INTERVIEW: JESSE HASEK of 10 Years – January 2015
Rock and metal is a slippery slope in today’s world of music. Bands come and go. Members fade in and out. Fans ebb like the tide. One consistent thing over the last ten years or so is self-fulfilling – the band 10 Years. Having started out in 1999, the band was first signed and released their major label debut in 2005. The upcoming tour marks the bands ten years as a player in the rock world. Having just finishing up a disc and readying for a tour, lead singer Jesse Hasek took some time out of his busy schedule to fill us in…
Toddstar: Jesse, thank you so much for taking time out of your schedule, I know you’re a busy man.
Jesse: Yeah, it’s getting kind of busy now with the new album. We are working to get videos, and artwork, and it all comes in at once.
Toddstar: I bet. Let’s talk about it, From Birth To Burial, what can you tell us about this new disc?
Jesse: Really, it’s kind of… the title comes from we’ve been alive in this industry for a decade now, no pun intended, it’s just… we’re gonna sum up everything that we’ve done this far up to where we’re at. You live and die by this music and that’s what it’s about.
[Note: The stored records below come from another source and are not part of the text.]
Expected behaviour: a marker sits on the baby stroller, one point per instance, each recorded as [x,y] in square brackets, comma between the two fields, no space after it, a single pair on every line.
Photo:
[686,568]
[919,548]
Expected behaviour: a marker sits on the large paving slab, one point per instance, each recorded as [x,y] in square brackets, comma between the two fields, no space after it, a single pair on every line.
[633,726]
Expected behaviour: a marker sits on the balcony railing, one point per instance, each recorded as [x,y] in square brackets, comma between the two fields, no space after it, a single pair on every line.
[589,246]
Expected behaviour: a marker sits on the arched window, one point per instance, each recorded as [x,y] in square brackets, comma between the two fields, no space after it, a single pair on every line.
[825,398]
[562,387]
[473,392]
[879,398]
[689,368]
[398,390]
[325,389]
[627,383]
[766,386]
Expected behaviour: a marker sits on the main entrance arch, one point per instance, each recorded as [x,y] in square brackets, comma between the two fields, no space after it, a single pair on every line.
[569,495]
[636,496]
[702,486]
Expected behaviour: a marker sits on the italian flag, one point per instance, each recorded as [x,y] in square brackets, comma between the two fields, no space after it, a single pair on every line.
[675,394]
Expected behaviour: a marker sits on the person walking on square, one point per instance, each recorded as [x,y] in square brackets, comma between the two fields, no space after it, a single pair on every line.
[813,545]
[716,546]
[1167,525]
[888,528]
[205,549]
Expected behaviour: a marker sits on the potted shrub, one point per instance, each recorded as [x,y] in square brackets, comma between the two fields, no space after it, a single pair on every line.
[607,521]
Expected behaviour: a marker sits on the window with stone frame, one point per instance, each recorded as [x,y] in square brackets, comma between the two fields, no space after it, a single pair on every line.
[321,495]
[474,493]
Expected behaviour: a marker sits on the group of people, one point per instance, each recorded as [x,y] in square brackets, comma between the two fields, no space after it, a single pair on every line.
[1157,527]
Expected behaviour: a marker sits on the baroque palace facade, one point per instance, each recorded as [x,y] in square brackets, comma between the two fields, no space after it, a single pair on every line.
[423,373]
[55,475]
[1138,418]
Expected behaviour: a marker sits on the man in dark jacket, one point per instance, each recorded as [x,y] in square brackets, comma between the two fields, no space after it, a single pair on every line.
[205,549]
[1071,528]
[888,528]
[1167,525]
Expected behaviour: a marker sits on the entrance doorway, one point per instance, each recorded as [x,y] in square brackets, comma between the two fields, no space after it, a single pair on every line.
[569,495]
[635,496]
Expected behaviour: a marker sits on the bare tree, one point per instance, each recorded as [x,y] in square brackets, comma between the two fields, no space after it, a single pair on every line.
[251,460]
There are some bittersweet parts of it, with the growing pains of it, and the highs and the lows of it all. That’s kinda what the first song on the record, the title track, “From Birth to Burial” is about. I think that people in this day and age, our society loves for our stars to be over the top stars, but even in our business and in the entertainment business it’s kind of smoke in mirrors. We go home and we’re normal people, most of us have families and stuff to pay for, instead of this over the top, gold teeth, party, Vegas, all the time type stuff is sold. It gives you more of a personal side of it.
Toddstar: Is that an idea or a thought process you guys took into it when you went into this, saying let’s make this a little more personal album? Let’s shed the skin, so to speak?
Jesse: It was never intended, I think that all of our albums we try to never recreate the same one twice and really challenge our self to try to come up with a new phase, or a new sound, or a new something, and it’s really each record represents where we’re at, at that time of our life. When I go back, all the way back, and listen to The Autumn Effect, it’s like a memory book or a photo album in audio. You get to go down memory lane with how you were then, even what inspired those lyrics and those themes. It just came out naturally for what it is now, it was just every record I try to stay pretty honest and personal with it because to me it’s my therapy for vocals.
Toddstar: Okay. You’ve been with the band almost since the inception. Looking back, you guys have constantly… you maintain a sound or feel that belongs on a 10 Years album, you guys have always seemed to grow and mature a little bit. What do you really attribute that to?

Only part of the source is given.